European auto makers are driving into 2011 with the anticipation of an upcoming new industrial policy that will set a competitive strategy for sustainable growth through cooperative efforts among all European Union stakeholders.

The European Commission’s latest move in this direction is to re-launch the “CARS 21 High Level Group on the Competitiveness and Sustainable Growth of the Automotive Industry in the European Union,” a long title for an advisory group of auto industry and government specialists formed several years ago.

The EC has decided to regroup this team and have it write another report for release in 2012 that is expected to make a major impact on European automotive-industry policy.

That’s because the EC believes the industry is facing the challenge of a generation: designing and manufacturing electric, hybrid-plug-in and biofuels-capable vehicles, along with the infrastructure each requires.

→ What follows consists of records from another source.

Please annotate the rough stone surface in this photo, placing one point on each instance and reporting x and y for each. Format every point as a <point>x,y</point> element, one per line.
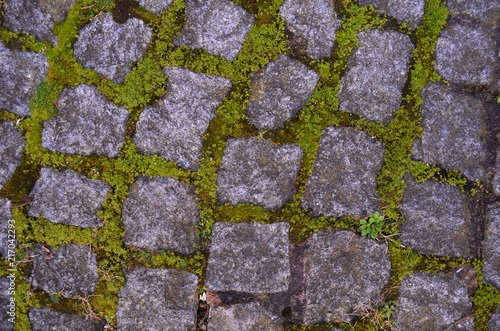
<point>44,319</point>
<point>216,26</point>
<point>279,91</point>
<point>21,73</point>
<point>491,248</point>
<point>242,317</point>
<point>376,74</point>
<point>36,17</point>
<point>68,198</point>
<point>465,55</point>
<point>258,172</point>
<point>343,271</point>
<point>161,213</point>
<point>11,147</point>
<point>157,299</point>
<point>344,178</point>
<point>454,131</point>
<point>86,123</point>
<point>174,126</point>
<point>71,270</point>
<point>249,257</point>
<point>437,220</point>
<point>314,20</point>
<point>407,11</point>
<point>111,48</point>
<point>436,302</point>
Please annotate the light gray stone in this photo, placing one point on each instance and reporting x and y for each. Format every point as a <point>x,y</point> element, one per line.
<point>157,299</point>
<point>111,48</point>
<point>407,11</point>
<point>36,17</point>
<point>437,220</point>
<point>242,317</point>
<point>45,319</point>
<point>343,271</point>
<point>216,26</point>
<point>249,257</point>
<point>376,74</point>
<point>436,302</point>
<point>453,131</point>
<point>345,171</point>
<point>279,91</point>
<point>161,213</point>
<point>314,20</point>
<point>70,270</point>
<point>68,198</point>
<point>11,147</point>
<point>86,123</point>
<point>174,126</point>
<point>20,75</point>
<point>257,171</point>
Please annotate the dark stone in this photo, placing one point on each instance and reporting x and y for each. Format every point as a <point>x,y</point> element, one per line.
<point>157,299</point>
<point>249,257</point>
<point>68,198</point>
<point>257,171</point>
<point>174,126</point>
<point>344,178</point>
<point>86,123</point>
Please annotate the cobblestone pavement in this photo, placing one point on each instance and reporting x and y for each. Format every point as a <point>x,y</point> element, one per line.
<point>250,165</point>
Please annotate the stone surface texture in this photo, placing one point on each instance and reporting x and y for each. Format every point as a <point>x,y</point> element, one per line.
<point>314,20</point>
<point>249,257</point>
<point>45,319</point>
<point>36,17</point>
<point>257,171</point>
<point>449,117</point>
<point>343,271</point>
<point>68,198</point>
<point>216,26</point>
<point>279,91</point>
<point>344,177</point>
<point>11,147</point>
<point>437,220</point>
<point>435,302</point>
<point>70,270</point>
<point>161,213</point>
<point>157,299</point>
<point>20,75</point>
<point>174,127</point>
<point>111,48</point>
<point>376,74</point>
<point>86,123</point>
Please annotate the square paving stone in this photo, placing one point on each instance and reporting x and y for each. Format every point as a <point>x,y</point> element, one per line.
<point>257,171</point>
<point>343,271</point>
<point>314,20</point>
<point>376,74</point>
<point>161,213</point>
<point>174,126</point>
<point>279,91</point>
<point>70,270</point>
<point>157,299</point>
<point>111,48</point>
<point>345,171</point>
<point>11,147</point>
<point>249,257</point>
<point>216,26</point>
<point>453,131</point>
<point>86,123</point>
<point>437,220</point>
<point>68,198</point>
<point>20,75</point>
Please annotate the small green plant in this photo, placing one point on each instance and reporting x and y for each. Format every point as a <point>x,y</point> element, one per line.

EU Industry Commissioner Antonio Tajani thinks a revised CARS 21 group is needed to bring these interests together so they don’t work in divergent ways. "The automobile industry is crucial for Europe as an economy and as a society,” he says in a statement.

“We need an ambitious and comprehensive strategy to foster its competitiveness and growth worldwide, while ensuring sustainability. By bringing all relevant interests to the same table, we will identify policies fit for the future."

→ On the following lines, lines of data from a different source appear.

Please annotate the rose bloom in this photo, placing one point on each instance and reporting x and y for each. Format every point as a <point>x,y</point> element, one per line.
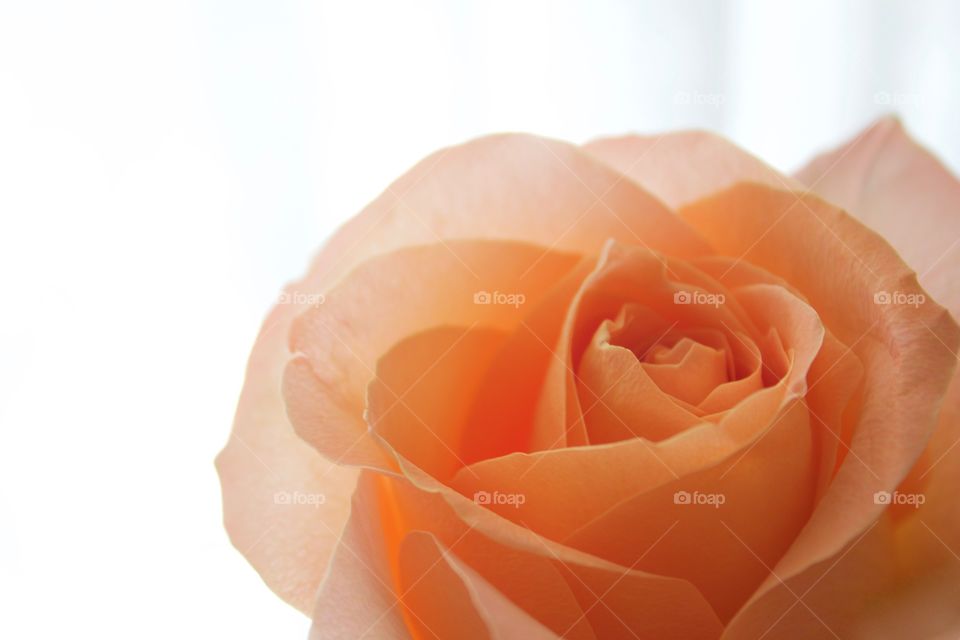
<point>644,388</point>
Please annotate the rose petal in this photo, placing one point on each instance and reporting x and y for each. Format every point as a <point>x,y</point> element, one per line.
<point>680,168</point>
<point>447,363</point>
<point>416,288</point>
<point>512,187</point>
<point>906,351</point>
<point>265,463</point>
<point>573,594</point>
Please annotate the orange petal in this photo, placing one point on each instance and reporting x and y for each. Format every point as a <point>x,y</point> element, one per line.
<point>682,167</point>
<point>838,264</point>
<point>423,392</point>
<point>266,468</point>
<point>449,600</point>
<point>511,187</point>
<point>359,595</point>
<point>340,341</point>
<point>904,193</point>
<point>573,594</point>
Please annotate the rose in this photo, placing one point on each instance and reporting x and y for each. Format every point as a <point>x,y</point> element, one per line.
<point>776,389</point>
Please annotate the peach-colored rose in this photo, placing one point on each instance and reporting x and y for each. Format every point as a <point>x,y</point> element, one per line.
<point>646,388</point>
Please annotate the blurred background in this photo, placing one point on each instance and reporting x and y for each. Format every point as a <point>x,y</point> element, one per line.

The reconstituted 40-member expert group will assist and advise the Commission on boosting the industry’s competitiveness and environmentally friendly performance. This includes drafting specific policy recommendations for EU institutions, national governments, industry associations, business-and-consumer groups.

One key task will be developing principles of good conduct in writing contracts and agreements between auto makers, energy firms, governments, research groups and others.

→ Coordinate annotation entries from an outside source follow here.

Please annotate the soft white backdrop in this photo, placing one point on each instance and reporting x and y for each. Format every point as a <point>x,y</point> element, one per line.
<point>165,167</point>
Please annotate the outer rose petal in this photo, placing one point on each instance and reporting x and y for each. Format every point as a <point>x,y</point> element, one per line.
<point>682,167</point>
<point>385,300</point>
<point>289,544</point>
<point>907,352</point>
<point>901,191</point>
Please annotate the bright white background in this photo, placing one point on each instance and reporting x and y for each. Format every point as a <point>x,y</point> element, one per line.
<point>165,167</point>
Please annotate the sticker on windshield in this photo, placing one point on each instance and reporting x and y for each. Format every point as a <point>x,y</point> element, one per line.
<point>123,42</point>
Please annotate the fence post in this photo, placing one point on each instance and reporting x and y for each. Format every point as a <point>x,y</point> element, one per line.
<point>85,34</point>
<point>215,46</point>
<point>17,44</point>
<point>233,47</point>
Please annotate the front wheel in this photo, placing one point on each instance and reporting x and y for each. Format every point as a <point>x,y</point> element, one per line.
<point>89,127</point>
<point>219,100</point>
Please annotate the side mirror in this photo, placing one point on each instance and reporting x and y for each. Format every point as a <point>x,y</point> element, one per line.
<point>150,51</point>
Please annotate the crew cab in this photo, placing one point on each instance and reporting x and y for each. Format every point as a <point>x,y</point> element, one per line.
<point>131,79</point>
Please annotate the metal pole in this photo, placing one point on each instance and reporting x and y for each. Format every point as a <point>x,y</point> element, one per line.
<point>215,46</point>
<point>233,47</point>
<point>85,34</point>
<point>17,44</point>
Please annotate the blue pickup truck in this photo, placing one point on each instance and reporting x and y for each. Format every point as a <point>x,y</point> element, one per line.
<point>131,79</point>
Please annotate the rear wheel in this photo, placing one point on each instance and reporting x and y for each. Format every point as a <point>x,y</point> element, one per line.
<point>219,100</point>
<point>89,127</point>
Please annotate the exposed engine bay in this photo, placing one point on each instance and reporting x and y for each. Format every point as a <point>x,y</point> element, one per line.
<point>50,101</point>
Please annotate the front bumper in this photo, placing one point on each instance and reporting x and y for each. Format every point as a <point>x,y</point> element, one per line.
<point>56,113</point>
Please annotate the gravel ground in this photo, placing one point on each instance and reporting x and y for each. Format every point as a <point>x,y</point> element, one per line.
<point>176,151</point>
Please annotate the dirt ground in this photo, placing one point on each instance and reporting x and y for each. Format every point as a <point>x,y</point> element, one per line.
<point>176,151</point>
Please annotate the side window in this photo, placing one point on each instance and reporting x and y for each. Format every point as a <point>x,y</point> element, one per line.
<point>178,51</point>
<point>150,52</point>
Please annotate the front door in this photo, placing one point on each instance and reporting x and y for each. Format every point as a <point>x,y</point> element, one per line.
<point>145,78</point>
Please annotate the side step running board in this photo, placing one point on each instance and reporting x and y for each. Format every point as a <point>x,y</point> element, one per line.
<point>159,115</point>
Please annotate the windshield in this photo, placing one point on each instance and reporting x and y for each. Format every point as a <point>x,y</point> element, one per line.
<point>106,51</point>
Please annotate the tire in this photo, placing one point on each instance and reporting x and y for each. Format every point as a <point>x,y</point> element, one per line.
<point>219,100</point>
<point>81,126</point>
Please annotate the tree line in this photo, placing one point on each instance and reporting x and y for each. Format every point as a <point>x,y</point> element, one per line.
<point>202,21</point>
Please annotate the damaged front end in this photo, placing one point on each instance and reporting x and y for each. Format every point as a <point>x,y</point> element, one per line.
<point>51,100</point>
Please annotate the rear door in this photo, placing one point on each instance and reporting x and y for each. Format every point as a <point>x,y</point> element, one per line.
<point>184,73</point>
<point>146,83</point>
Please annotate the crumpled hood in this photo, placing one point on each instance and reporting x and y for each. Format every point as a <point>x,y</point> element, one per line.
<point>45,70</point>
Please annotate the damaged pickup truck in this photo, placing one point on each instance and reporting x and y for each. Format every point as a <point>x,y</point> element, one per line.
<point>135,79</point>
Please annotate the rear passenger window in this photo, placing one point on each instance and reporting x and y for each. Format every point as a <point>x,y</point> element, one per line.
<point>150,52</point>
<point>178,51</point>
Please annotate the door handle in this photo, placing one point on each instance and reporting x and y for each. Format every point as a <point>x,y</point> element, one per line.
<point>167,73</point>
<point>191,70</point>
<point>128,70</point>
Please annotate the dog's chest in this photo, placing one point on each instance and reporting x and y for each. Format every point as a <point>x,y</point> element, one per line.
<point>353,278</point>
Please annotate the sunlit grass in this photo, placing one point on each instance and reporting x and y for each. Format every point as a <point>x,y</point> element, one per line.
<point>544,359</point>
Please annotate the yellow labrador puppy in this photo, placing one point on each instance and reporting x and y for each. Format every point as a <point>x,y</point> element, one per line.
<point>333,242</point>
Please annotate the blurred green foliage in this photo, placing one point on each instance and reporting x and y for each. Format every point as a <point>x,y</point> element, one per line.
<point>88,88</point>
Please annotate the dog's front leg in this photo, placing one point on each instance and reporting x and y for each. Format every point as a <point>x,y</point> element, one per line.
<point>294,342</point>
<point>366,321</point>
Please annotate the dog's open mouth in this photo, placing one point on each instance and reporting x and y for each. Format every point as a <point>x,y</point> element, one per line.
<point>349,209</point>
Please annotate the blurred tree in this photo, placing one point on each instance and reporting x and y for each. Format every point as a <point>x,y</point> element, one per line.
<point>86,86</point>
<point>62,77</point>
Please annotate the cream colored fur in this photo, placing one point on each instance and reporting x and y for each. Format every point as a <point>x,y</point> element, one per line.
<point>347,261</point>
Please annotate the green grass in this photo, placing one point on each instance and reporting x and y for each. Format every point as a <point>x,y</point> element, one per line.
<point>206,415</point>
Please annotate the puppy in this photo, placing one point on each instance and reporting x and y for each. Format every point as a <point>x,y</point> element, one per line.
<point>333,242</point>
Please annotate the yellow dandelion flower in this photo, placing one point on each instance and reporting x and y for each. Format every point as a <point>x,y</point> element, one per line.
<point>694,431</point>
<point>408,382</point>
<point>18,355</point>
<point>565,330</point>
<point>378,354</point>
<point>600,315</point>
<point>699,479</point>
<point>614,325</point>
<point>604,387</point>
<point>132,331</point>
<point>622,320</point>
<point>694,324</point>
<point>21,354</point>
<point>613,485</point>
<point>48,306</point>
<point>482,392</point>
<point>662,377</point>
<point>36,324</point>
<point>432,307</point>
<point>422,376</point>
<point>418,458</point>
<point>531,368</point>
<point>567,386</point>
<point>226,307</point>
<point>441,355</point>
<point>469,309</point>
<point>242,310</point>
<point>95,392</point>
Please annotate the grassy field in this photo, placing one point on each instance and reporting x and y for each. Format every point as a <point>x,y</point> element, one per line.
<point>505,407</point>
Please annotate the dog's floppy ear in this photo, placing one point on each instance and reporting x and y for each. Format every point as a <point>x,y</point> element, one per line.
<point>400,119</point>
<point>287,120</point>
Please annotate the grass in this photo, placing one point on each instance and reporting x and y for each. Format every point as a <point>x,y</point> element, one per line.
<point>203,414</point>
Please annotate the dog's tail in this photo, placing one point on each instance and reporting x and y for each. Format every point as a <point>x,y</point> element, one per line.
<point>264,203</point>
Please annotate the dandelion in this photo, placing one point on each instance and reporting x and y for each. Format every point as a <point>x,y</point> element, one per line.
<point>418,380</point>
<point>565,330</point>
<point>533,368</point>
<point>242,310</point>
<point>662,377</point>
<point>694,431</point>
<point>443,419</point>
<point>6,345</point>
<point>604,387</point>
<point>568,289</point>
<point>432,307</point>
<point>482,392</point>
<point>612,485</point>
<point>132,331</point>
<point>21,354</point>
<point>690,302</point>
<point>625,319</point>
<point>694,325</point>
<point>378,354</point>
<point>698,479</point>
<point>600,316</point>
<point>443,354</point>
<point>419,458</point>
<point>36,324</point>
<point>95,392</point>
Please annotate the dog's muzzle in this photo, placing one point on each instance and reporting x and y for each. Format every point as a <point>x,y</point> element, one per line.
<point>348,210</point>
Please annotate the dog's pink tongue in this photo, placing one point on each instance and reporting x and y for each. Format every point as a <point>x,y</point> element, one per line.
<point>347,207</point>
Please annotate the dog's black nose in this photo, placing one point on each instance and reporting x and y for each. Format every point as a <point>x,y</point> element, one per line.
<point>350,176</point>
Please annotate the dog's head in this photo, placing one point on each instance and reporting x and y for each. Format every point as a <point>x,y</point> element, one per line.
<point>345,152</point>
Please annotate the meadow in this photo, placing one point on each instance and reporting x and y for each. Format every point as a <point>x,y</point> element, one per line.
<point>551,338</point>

This is to ensure all parties have a clear idea of what each is doing so work is not duplicated and advanced technology is more likely to be compatible – a key issue considering the need for major re-fueling and recharging networks.

The group also is being asked to conduct economic and statistical analyses of the changes facing the automotive industry.

Members will be appointed for two years and will be representatives of automotive and energy industry groups, consumers, environmental groups, governments, the European Parliament and the EC. There also will be sub-groups and technical panels reporting to the primary CARS 21 team.

It remains to be seen whether the new members can deliver on such an ambitious undertaking. Analysts question whether the new rules will force change and how many innovative technologies auto makers will agree to share.

The ACEA, the European auto makers association, appears upbeat. This time around, it says, CARS 21 will be broader in scope, offering a better opportunity for all industry players to be heard.

By linking different policy areas, such as vehicle manufacturing, energy, climate and trade, the revised policy advice should be better unified, which should produce more-concrete benefits.

“CARS 21 acknowledges the damaging effects of overregulation on the competitiveness of the auto sector,” says an ACEA spokesman, who hopes the new group will ease burdensome regulations.

Given the funding the EU and its institutions have available for loans and subsidies, along with the legislative impact on how auto makers work, a well-designed and executed EU industrial policy can make a tangible difference, the ACEA stresses.

It helps that the new CARS 21 goals agree with those of the ACEA, namely to “strengthen competitiveness and safeguard employment in the automotive sector in Europe and to (boost sales) of clean and energy-efficient vehicles,” the manufacturing group says.

ACEA President, Dieter Zetsche, who also is chairman of the board of Daimler AG and head of the Mercedes-Benz car division, has no apparent doubts about reconvening and expanding CARS 21. “It is a positive sign of commitment that the group of participating EU commissioners has been enlarged,” he says.

Likewise, in a time of considerable economic downturn, the U.K.’s Society of Motor Manufacturers and Traders is positive about the CARS 21 re-launch: “We welcome this,” a spokesman says. “The group has a new form and a new mission for developing a competitive, sustainable industry.”

Despite the initial good will, analysts see a potential problem regarding the willingness of auto makers to share technology and design ideas.

Another concern is whether fringe groups will be satisfied their interests are included in any resulting industry policy shifts.

The European Metal Workers Federation, for instance, wants the new CARS 21 group to work with a planned Automotive Skills Council, which would ensure workers are well-equipped to deal with technical challenges of an auto industry becoming cleaner, greener and increasingly high tech.